Ils revendiquent : Les employés de l’ENIEM boycottent la reprise des activités de l’entreprise

Cette entreprise avait annoncé cela il y a quelques jours, la reprise de ses activités après un mois de chômage technique, mais ses employés ont en voulu autrement.

En effet, les travailleurs de l’Entreprise nationale des industries électroménagères (ENIEM) dont le siège social est à Tizi-Ouzou, n’ont pas répondu favorablement à la note de la direction générale de l’entreprise, pour une reprise d’activité ce dimanche.

Le boycott de cette reprise du travail s’est faite ressentir au niveau du siège de la direction générale sis au boulevard Stiti Ali ainsi qu’au complexe industriel sis à la zone industrielle d’Oued Aissi.

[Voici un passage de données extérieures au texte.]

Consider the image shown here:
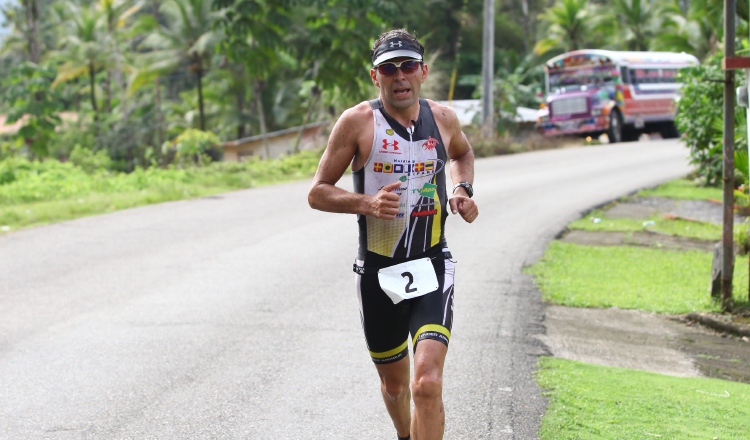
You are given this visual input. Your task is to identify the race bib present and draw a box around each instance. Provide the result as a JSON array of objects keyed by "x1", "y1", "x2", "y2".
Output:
[{"x1": 378, "y1": 258, "x2": 440, "y2": 304}]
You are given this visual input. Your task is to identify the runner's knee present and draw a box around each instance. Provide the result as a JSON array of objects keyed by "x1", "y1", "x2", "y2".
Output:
[
  {"x1": 381, "y1": 382, "x2": 409, "y2": 402},
  {"x1": 411, "y1": 373, "x2": 443, "y2": 402}
]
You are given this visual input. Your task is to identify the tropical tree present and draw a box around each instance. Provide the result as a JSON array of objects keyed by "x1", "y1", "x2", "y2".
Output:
[
  {"x1": 52, "y1": 0, "x2": 111, "y2": 120},
  {"x1": 99, "y1": 0, "x2": 141, "y2": 117},
  {"x1": 534, "y1": 0, "x2": 595, "y2": 55},
  {"x1": 135, "y1": 0, "x2": 222, "y2": 131},
  {"x1": 610, "y1": 0, "x2": 660, "y2": 51},
  {"x1": 651, "y1": 0, "x2": 724, "y2": 59}
]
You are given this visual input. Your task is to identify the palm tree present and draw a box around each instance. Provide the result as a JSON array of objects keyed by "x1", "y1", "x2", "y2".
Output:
[
  {"x1": 534, "y1": 0, "x2": 594, "y2": 55},
  {"x1": 651, "y1": 0, "x2": 724, "y2": 59},
  {"x1": 99, "y1": 0, "x2": 141, "y2": 117},
  {"x1": 52, "y1": 1, "x2": 109, "y2": 120},
  {"x1": 612, "y1": 0, "x2": 659, "y2": 50},
  {"x1": 135, "y1": 0, "x2": 220, "y2": 131}
]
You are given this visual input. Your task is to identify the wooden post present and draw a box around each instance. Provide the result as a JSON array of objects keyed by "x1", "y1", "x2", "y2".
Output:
[
  {"x1": 721, "y1": 0, "x2": 737, "y2": 311},
  {"x1": 482, "y1": 0, "x2": 495, "y2": 139}
]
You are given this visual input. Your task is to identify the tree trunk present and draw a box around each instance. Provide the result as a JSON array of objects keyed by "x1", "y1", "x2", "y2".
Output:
[
  {"x1": 89, "y1": 61, "x2": 99, "y2": 121},
  {"x1": 23, "y1": 0, "x2": 40, "y2": 64},
  {"x1": 236, "y1": 90, "x2": 245, "y2": 139},
  {"x1": 154, "y1": 76, "x2": 164, "y2": 148},
  {"x1": 151, "y1": 0, "x2": 164, "y2": 148},
  {"x1": 195, "y1": 59, "x2": 206, "y2": 131},
  {"x1": 254, "y1": 79, "x2": 271, "y2": 159},
  {"x1": 521, "y1": 0, "x2": 531, "y2": 54},
  {"x1": 104, "y1": 70, "x2": 112, "y2": 115},
  {"x1": 294, "y1": 87, "x2": 320, "y2": 153}
]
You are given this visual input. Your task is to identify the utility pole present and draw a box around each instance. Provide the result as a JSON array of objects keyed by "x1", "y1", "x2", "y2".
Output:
[
  {"x1": 721, "y1": 0, "x2": 737, "y2": 310},
  {"x1": 482, "y1": 0, "x2": 495, "y2": 139}
]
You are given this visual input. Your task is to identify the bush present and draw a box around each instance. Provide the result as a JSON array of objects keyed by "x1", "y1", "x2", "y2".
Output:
[
  {"x1": 675, "y1": 55, "x2": 747, "y2": 186},
  {"x1": 69, "y1": 145, "x2": 112, "y2": 174}
]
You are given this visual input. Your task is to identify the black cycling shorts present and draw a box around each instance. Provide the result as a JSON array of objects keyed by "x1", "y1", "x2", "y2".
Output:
[{"x1": 355, "y1": 249, "x2": 455, "y2": 364}]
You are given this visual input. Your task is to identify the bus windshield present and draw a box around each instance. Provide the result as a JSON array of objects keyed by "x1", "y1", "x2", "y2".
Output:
[{"x1": 549, "y1": 67, "x2": 619, "y2": 93}]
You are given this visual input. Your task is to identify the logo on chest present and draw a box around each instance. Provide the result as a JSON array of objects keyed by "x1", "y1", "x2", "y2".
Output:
[
  {"x1": 422, "y1": 136, "x2": 437, "y2": 151},
  {"x1": 383, "y1": 139, "x2": 398, "y2": 151}
]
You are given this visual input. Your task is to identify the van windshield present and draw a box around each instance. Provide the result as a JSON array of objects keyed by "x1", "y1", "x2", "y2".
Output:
[{"x1": 549, "y1": 67, "x2": 619, "y2": 94}]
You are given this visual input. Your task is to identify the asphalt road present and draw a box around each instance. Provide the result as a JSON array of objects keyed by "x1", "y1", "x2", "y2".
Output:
[{"x1": 0, "y1": 141, "x2": 689, "y2": 440}]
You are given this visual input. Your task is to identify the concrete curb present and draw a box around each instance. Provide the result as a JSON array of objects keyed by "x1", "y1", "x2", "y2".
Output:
[{"x1": 683, "y1": 312, "x2": 750, "y2": 338}]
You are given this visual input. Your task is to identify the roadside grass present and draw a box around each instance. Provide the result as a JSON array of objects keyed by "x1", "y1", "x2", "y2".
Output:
[
  {"x1": 526, "y1": 241, "x2": 748, "y2": 314},
  {"x1": 0, "y1": 150, "x2": 322, "y2": 234},
  {"x1": 537, "y1": 357, "x2": 750, "y2": 440},
  {"x1": 636, "y1": 179, "x2": 722, "y2": 200},
  {"x1": 568, "y1": 209, "x2": 728, "y2": 241}
]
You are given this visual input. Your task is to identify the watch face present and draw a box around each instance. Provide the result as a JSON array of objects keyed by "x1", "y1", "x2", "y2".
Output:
[{"x1": 453, "y1": 182, "x2": 474, "y2": 198}]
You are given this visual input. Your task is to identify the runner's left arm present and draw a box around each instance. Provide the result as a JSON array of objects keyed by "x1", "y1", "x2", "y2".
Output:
[{"x1": 436, "y1": 103, "x2": 479, "y2": 223}]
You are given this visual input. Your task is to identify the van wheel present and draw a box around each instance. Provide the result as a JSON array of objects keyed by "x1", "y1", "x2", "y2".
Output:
[
  {"x1": 607, "y1": 109, "x2": 622, "y2": 144},
  {"x1": 659, "y1": 121, "x2": 680, "y2": 139}
]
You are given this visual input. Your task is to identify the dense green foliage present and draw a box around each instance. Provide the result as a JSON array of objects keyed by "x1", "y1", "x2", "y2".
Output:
[
  {"x1": 537, "y1": 358, "x2": 750, "y2": 440},
  {"x1": 0, "y1": 148, "x2": 322, "y2": 232},
  {"x1": 0, "y1": 0, "x2": 747, "y2": 183},
  {"x1": 675, "y1": 56, "x2": 747, "y2": 185}
]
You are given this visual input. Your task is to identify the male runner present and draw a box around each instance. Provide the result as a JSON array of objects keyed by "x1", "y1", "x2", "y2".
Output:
[{"x1": 308, "y1": 29, "x2": 479, "y2": 440}]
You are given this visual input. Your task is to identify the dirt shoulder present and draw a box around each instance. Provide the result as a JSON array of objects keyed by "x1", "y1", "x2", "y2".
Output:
[{"x1": 540, "y1": 197, "x2": 750, "y2": 383}]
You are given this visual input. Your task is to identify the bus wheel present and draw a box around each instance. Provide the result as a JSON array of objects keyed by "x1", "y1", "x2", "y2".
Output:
[{"x1": 607, "y1": 109, "x2": 622, "y2": 144}]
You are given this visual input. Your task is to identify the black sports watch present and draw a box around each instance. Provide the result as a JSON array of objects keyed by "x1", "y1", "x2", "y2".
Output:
[{"x1": 453, "y1": 182, "x2": 474, "y2": 198}]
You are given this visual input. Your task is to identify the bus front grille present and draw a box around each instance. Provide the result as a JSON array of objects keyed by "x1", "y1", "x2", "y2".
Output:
[{"x1": 551, "y1": 96, "x2": 588, "y2": 115}]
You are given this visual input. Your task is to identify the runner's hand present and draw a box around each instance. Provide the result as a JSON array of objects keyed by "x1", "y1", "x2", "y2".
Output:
[
  {"x1": 448, "y1": 196, "x2": 479, "y2": 223},
  {"x1": 370, "y1": 182, "x2": 401, "y2": 220}
]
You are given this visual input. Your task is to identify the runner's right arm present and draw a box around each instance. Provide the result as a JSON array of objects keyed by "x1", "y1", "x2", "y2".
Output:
[{"x1": 307, "y1": 102, "x2": 401, "y2": 220}]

Ils motivent leur position par la « non-satisfaction » de leurs deux revendications, à savoir « la non comptabilisation du congé technique dans les salaires » et « le départ du P-DG de l’ENIEM ».

Les revendications ont été arrêtées depuis l’arrêt technique de l’activité de l’ENIEM pour une durée d’un mois (du 01 au 31 décembre 2020) décidé par la direction de l’entreprise pour cause de « contraintes financières » et « rupture des stocks des matières premières », a-t-on appris des syndicalistes.

Le secrétaire général du syndicat d’entreprise de l’ENIEM (affilié à l’UGTA) Mouloud Ould El-Hadj, a indiqué à l’APS que les travailleurs « refusent de rejoindre leurs postes de travail tant que leurs deux revendications pour lesquelles ils ont initié des actions de protestation durant le mois de décembre dernier, ne sont pas satisfaites ».

Le syndicaliste s’est interrogé sur cette reprise décidée par la direction alors que, selon lui, « la situation ayant entraîné un arrêt technique d’activité n’a pas changé puisqu’il n’y a pas eu de déblocage de la matière première pour remettre en marches les unités de production ».

De son côté le P-DG de l’ENIEM, Djilali Mouazer, a regretté, dans une déclaration à l’APS, « l’empêchement de travailleurs de rejoindre leurs postes par certains de leurs collègues ».

Selon lui, « beaucoup de travailleurs ne se sont pas présenté aujourd’hui, notamment à cause des intempéries, alors qu’un petit groupe est venu dissuader et empêcher d’autres travailleurs qui se sont présentés de rejoindre leurs postes ».